A question every business needs to answer
For business consultant and internationally recognized motivational speaker Joe Calloway of Memphis, who addressed 70 members of the Vail Valley Chamber and Tourism Bureau Friday in Vail, the answer is with proper branding of your business.
“Brand is not advertising and it’s not your logo. It’s your persona,” Calloway said. “It’s who you are, what you promise and your ability and willingness to keep that promise.”
Branding should not be confused with advertising. Branding equates into what your business is all about.
Calloway’s interactive address is the second seminar in a series called, “Surviving in and Avalanche of Change,” presented by the Bureau to help its members compete in a changing business environment that by next summer will include competing with megastores like Home Depot.
Doing so successfully means operating smarter.
Calloway told of a small feed store in Texas, called Wall’s, that had an incredibly loyal following, not because it had better goods or products, but because it went one step farther and helped customers care for their livestock. No other feed store did that, he said.
“They created a separate category and they’re the only one in it,” he said. “Your brand should pull people past your competition because you’ve created another category of business.”
the power of the pull of proper branding affects everyone. Calloway said while travelling through an airport he wanted a cup of coffee, and walked past three coffee shops until he came to Starbucks, a company with extremely strong branding.
“I was willing to stand in line and pay three times what the product was worth because of the branding,” he quipped.
Harley Davidson is another company with exceptional branding, Calloway said.
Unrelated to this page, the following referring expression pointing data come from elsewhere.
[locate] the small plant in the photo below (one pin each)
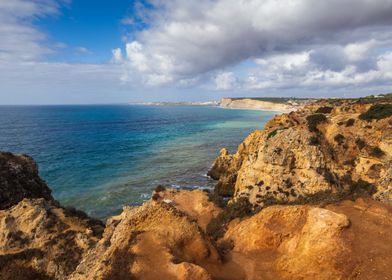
(339, 138)
(160, 188)
(376, 152)
(314, 120)
(217, 199)
(377, 112)
(324, 110)
(350, 122)
(350, 162)
(314, 141)
(272, 134)
(363, 185)
(360, 143)
(238, 209)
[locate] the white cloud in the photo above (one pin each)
(116, 55)
(291, 42)
(225, 81)
(82, 50)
It’s equal parts of the intangibles of lifestyle, image and the human imagination that creates what Calloway called a “community of customers” who are loyal to the brand.
“When you can get your customers to tattoo your name on their butt, you’ve got “em for life,” Calloway said. “You’ve become a category of one.”
Category of one is also the name of a book Calloway is writing about successfully branding your company.
“It’s truly difficult to differentiate your business,” Calloway said. “You need to let brand be the filter for every business decision you make, right down to who you hire.”
Creating customer loyalty is the best way to ensure a successful business, Calloway said.
In Oregon and Washington there is a very successful automobile tire franchise owned by Les Schwab, Calloway said. While there are thousands of tire service centers in the country, all doing approximately the same job with the same products, Schwab has successfully differentiated itself.
“When you drive up to a Les Schwab dealership, one of their representatives runs to your car to greet you. Schwab also fixes flat tire for free, regardless of where you purchased the tire.
“They do that as a differentiator,” Calloway said. “What’s your business’s version of running to the car?”
Getting that branding message inculcated to your employees is the key, Calloway said.
“When I asked executives of companies that are superior at branding they said they just talk about it all the time until it becomes their company persona,” he said. “Brand building is based on consistency of performance. If you have inconsistencies in performance it will kill your brand.”
“The really cool thing about business is you just make it up,” said Calloway. “You make up what you will be and you can make money doing it.”
Calloway said the best way to assess your business is to step back from the day-to-day and to look at what you’re doing by discussing it with your staff.
“Think about your favorite place to shop, and and try and boil it down to a single phrase about what they do, ” he said. “You have to be able to answer the customer question about why he should do business with you.”